Der Nationalpark Toskanisches Archipel umfasst das grosse Meeresgebiet zwischen Livorno und der Halbinsel Monte Argentario mit seinen sieben Inseln. Das Gewässer beherbergt alle typischen Lebewesen des Tyrrhenischen Meers wie grosse Flächen von Poseidongras, Hornkorallen, Seeanemonen und Seesterne. Ausserdem gibt es verschiedene Arten von Delphinen, den Riesenzackenbarsch und den seltenen Mondfisch. Das 1972 vor Pomonte gesunkene Schiff «Elviscote» besticht gleich mit mehreren Highlights. Die Liparischen Inseln oder auch Äolischen Inseln sind eine Inselgruppe im Tyrrhenischen Meer nördlich von Sizilien. Die Liparischen Inseln bieten eine Vielzahl grossartiger Tauchspots, das Wasser ist kristallklar und das Meer sehr artenreich.
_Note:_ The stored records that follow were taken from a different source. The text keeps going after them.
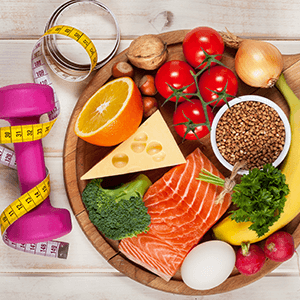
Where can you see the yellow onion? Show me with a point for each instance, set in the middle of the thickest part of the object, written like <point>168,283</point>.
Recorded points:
<point>257,63</point>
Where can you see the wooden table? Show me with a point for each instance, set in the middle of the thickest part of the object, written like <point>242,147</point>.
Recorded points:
<point>85,274</point>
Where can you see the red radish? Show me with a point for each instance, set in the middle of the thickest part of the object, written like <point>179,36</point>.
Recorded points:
<point>279,246</point>
<point>249,259</point>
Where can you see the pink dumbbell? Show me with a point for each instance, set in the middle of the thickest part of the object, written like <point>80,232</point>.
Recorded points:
<point>23,104</point>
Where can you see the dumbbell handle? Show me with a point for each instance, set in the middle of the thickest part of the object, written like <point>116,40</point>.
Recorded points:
<point>30,159</point>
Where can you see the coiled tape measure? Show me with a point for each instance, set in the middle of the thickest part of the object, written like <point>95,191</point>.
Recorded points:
<point>45,54</point>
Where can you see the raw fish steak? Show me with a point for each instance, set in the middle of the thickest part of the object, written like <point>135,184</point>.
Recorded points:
<point>182,210</point>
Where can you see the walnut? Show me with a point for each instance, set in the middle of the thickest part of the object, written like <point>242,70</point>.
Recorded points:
<point>147,52</point>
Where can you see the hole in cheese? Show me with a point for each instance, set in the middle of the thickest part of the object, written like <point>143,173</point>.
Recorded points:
<point>159,156</point>
<point>153,148</point>
<point>120,160</point>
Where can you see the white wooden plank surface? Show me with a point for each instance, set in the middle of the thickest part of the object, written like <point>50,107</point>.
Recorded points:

Die beste Reisezeit für Italien ist von Mai bis Oktober. Viele der Tauchbasen haben über den Winter geschlossen. Italien verfügt über ein angenehmes Mittelmeerklima mit milden Wintern und warmen Sommern. Umso südlicher auf der Insel, umso wärmer wird es. Zwischen Juni und September erreichen die Temperaturen Höchstwerte zwischen 30° und 35° Grad. Im Winter wird es kühler und regnerischer und die Temperaturen fallen je nach Region auf bis zu 12° Grad. Die Wassertemperaturen liegen im Sommer bei 25° und im Winter bei 17°. Je nach Saison empfehlen wir einen 5mm- oder 7mm-Nasstauchanzug.